Is $\{\sin^n{(n)}:n\in\mathbb{N}\}$ dense in $[-1,1]$?

Solution 1:

It is very likely that one cannot prove anything rigorous, but here is at least a heuristic showing that the answer to your question is likely to be positive; that is, $\sin^n(n)$ is dense in $(-1,1)$.

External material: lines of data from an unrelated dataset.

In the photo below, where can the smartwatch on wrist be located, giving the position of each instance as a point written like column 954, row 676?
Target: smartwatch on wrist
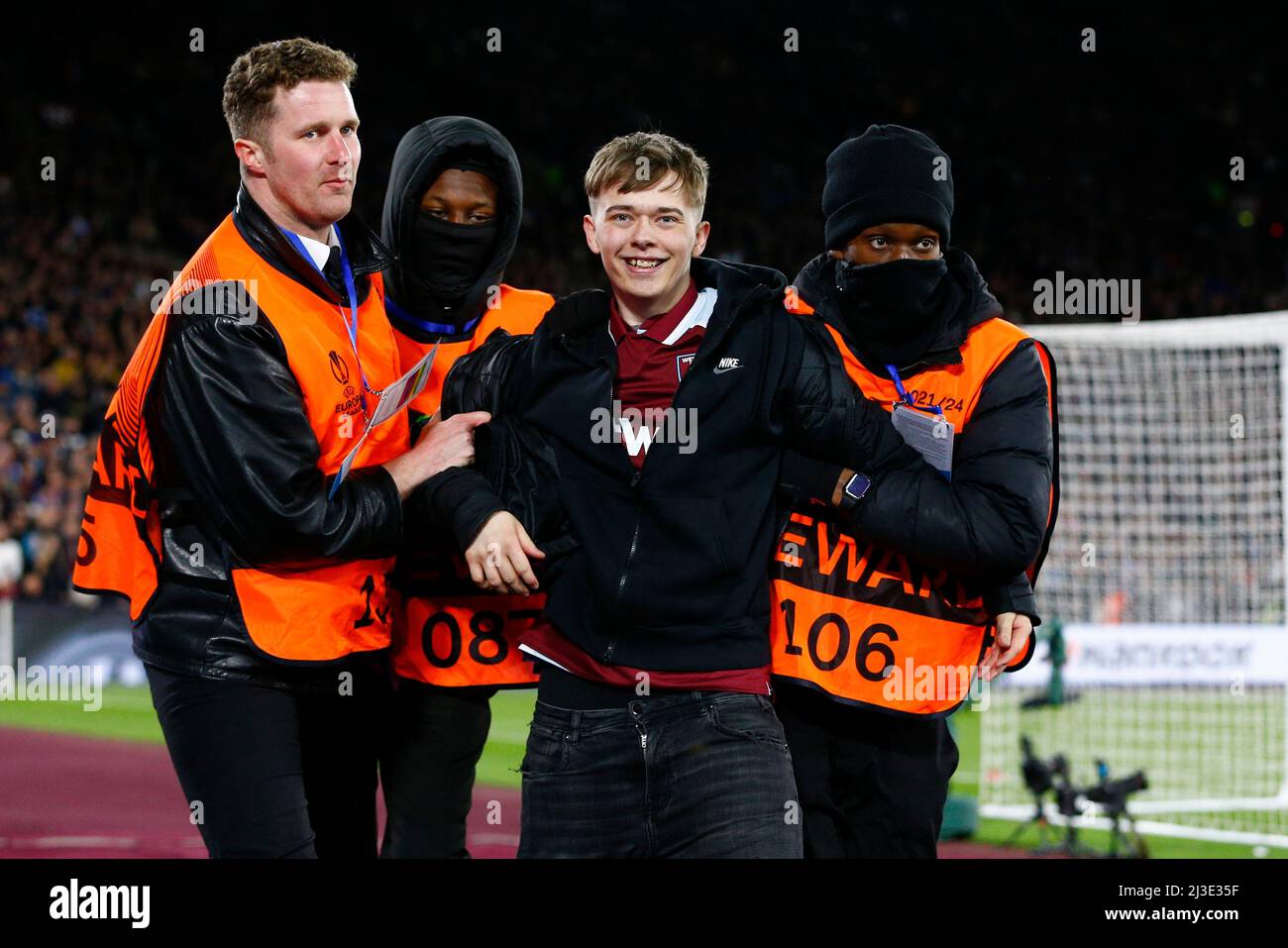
column 853, row 492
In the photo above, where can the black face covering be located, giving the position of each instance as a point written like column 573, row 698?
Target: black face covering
column 450, row 258
column 896, row 311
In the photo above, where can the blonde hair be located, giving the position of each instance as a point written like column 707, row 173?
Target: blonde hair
column 257, row 73
column 639, row 159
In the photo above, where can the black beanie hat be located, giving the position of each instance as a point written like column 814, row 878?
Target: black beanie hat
column 887, row 175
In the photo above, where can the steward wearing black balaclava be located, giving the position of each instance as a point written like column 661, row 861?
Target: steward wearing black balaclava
column 901, row 312
column 446, row 290
column 941, row 543
column 439, row 285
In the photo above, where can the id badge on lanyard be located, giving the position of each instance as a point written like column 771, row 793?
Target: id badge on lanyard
column 923, row 429
column 351, row 322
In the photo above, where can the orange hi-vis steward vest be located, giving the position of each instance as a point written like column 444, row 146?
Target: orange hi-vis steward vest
column 868, row 625
column 445, row 635
column 300, row 614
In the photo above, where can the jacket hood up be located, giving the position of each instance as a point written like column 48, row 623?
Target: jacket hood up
column 421, row 156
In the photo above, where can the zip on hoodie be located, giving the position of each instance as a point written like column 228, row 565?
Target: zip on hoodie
column 635, row 478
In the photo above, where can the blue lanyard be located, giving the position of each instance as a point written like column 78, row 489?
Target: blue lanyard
column 903, row 393
column 352, row 327
column 441, row 329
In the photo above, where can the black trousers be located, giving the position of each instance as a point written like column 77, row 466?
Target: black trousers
column 274, row 773
column 871, row 785
column 426, row 768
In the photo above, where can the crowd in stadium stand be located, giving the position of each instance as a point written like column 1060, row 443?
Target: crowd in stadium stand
column 1098, row 184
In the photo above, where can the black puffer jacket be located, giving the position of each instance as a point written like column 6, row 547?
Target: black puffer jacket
column 670, row 570
column 991, row 520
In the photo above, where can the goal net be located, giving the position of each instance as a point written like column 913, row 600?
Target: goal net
column 1167, row 575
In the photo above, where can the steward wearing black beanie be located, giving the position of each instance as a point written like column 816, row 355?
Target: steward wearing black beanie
column 938, row 548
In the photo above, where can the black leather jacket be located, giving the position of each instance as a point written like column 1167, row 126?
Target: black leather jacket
column 236, row 473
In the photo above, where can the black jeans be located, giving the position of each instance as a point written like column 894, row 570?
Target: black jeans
column 426, row 772
column 275, row 772
column 674, row 775
column 872, row 785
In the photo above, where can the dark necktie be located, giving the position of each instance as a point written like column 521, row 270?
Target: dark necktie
column 333, row 270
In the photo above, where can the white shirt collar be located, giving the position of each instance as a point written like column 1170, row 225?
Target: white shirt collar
column 318, row 250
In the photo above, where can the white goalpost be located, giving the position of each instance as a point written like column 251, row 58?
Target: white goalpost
column 1167, row 574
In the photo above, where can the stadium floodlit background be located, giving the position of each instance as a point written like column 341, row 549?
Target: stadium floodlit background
column 1115, row 163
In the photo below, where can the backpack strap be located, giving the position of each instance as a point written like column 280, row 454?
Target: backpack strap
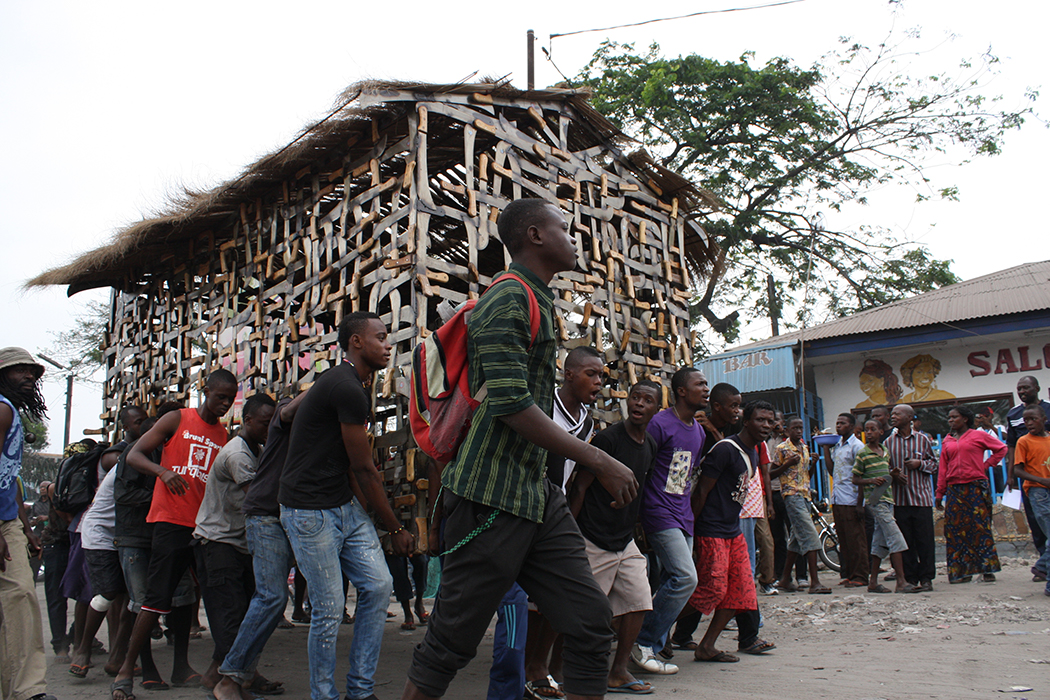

We want to show that any fixed subinterval $(\alpha,\beta)\subseteq(-1,1)$ contains a number of the form $\sin^n(n)$. Assume for simplicity that $\alpha>0$. Then $\sin^n(n)\in(\alpha,\beta)$ means that $\sin(n)\in(\alpha^{1/n},\beta^{1/n})$. Using Taylor's approximation, the interval $(\alpha^{1/n},\beta^{1/n})$ has length $C(1+o(1))n^{-1}$, where $C=\log(\beta/\alpha)$. Assuming uniform "distribution" of $\sin(n)$ in $[-1,1]$, the "probability" that this happens is $0.5C(1+o(1))n^{-1}$. The sum of these "probabilities" diverges (as so does the harmonic series $\sum n^{-1}$), and this shows that the event in question is likely to happen infinitely often; that is, our interval $(\alpha,\beta)$ is likely to contain infinitely many numbers $\sin^n(n)$.